The devastating methane gas explosion and subsequent landslide in Leuwigajah landfill in Bandung, Indonesia, should be a lesson for the Philippines to be “proactive’” about trash, a researcher from the Economic Research Institute for ASEAN and East Asia (ERIA) said.
Devina Arlingdarma, ERIA researcher said the incident led to the closure of the landfill, and the transfer of its functions to Sarimukti landfill, which will also be closed soon.
The tragedy, Arlingdarma said, serves as a painful reminder to take better care of our solid waste facilities.
She said open dumping sites are found not only in Indonesia, raising concerns about solid waste management.
In a recent report by CNN, Arlingdarma said the Brahmapuram landfill in India was found to have burned, causing harm to the residents and firefighters who fainted from the methane gas produced by the incident.
She said opening a dumpsite or rehabilitating an existing one is not an easy task. Regulation of indonesia’s Minister of Finance on funding support for state revenue and expenditure budget for waste management in the regions, allocates Rp500,000 (about $32) for waste processing in municipalities. The amount is for recycling, reducing, sorting, and treating trash of up to 1 ton.
To mitigate the lack of funds, she said at least three landfill models are being considered: anaerobic, semi-aerobic, and aerobic landfills.

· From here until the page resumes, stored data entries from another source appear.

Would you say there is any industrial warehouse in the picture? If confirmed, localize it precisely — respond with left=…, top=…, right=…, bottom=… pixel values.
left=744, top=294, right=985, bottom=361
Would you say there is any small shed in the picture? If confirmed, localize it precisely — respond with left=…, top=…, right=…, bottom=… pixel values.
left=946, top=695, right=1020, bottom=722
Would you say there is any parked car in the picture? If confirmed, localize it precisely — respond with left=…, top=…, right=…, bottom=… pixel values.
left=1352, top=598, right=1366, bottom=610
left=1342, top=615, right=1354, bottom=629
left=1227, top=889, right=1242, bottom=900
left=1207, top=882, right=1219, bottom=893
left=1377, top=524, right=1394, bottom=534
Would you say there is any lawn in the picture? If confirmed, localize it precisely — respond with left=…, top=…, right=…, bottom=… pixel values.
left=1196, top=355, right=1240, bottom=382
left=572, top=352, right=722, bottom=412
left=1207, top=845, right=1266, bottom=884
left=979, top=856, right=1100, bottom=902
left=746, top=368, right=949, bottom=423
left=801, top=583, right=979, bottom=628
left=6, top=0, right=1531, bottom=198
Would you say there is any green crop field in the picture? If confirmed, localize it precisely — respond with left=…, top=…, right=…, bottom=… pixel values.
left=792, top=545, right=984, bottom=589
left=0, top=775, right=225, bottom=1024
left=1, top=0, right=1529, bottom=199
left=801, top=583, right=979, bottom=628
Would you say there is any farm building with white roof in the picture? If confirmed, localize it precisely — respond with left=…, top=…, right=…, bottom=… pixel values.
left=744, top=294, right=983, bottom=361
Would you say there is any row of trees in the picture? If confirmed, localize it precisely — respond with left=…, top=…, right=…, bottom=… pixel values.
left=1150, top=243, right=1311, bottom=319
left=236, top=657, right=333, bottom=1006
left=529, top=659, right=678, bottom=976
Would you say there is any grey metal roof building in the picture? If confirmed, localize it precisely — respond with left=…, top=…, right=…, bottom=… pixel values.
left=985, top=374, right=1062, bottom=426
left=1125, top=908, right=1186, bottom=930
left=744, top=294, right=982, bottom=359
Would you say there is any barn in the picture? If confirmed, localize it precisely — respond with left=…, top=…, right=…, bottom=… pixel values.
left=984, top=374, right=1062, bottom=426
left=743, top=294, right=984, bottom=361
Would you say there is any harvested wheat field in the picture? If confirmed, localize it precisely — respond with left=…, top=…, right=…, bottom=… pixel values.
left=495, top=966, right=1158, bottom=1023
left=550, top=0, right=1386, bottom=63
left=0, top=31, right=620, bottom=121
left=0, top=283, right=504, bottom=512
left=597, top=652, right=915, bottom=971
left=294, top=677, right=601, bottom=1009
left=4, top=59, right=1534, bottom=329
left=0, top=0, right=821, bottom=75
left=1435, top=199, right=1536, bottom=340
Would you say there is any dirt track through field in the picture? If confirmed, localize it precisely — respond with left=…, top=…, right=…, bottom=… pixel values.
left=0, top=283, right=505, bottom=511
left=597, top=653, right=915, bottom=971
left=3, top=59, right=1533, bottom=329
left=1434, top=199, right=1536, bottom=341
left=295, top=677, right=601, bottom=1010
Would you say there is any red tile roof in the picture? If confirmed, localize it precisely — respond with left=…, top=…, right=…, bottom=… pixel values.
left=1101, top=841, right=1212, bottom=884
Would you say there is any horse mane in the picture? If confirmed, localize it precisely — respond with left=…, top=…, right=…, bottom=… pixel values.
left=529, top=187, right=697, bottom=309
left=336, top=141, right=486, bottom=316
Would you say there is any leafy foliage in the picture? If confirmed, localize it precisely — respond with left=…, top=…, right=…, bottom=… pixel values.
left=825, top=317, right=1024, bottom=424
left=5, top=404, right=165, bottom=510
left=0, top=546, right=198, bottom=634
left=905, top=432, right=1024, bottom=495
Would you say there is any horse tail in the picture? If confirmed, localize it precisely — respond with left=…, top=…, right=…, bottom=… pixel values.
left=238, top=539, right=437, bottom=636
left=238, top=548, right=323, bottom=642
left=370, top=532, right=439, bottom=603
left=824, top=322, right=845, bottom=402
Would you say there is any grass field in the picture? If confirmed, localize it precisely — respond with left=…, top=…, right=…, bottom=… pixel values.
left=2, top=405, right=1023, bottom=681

Judging from Indonesia’s topography and cultural similarities, Arlingdarma said it is possible to utilise the semi-aerobic landfill mechanism used in the Ampang Jajar Landfill in Malaysia and the Nam Son Landfill in Ha Noi City.
She emphasized that a cheap alternative does not mean reduced benefits.
“Processing methane gas into carbon dioxide is significant in slowing down the greenhouse effect by turning the poisonous gas into a lesser evil for the ozone layer,” she said.
The alternative reduces the possibility of methane gas exploding and endangering landfill workers and residents living near the facilities.
The waste repository would have a built-in processing system to protect groundwater and rivers from landfill leachates.
The alternative, however, is not fool proof. Without a strong recycling facility to support the waste repository, the landfill will continue to contain heterogeneous waste, which, in turn, would prevent the semi-aerobic landfill from functioning properly without risking leakage of microplastics into the sea or groundwater.
However, we can only work together if we have transparent reports, budgets, and resources. Soekarno, one of Indonesia’s founding fathers, once said we should not leave our history behind.
“We, too, need to take the lessons from the Leuwigajah incident to heart and strive to never let garbage go untreated, for the benefit of our planet and the safety of our people,” Soekatno pointed out.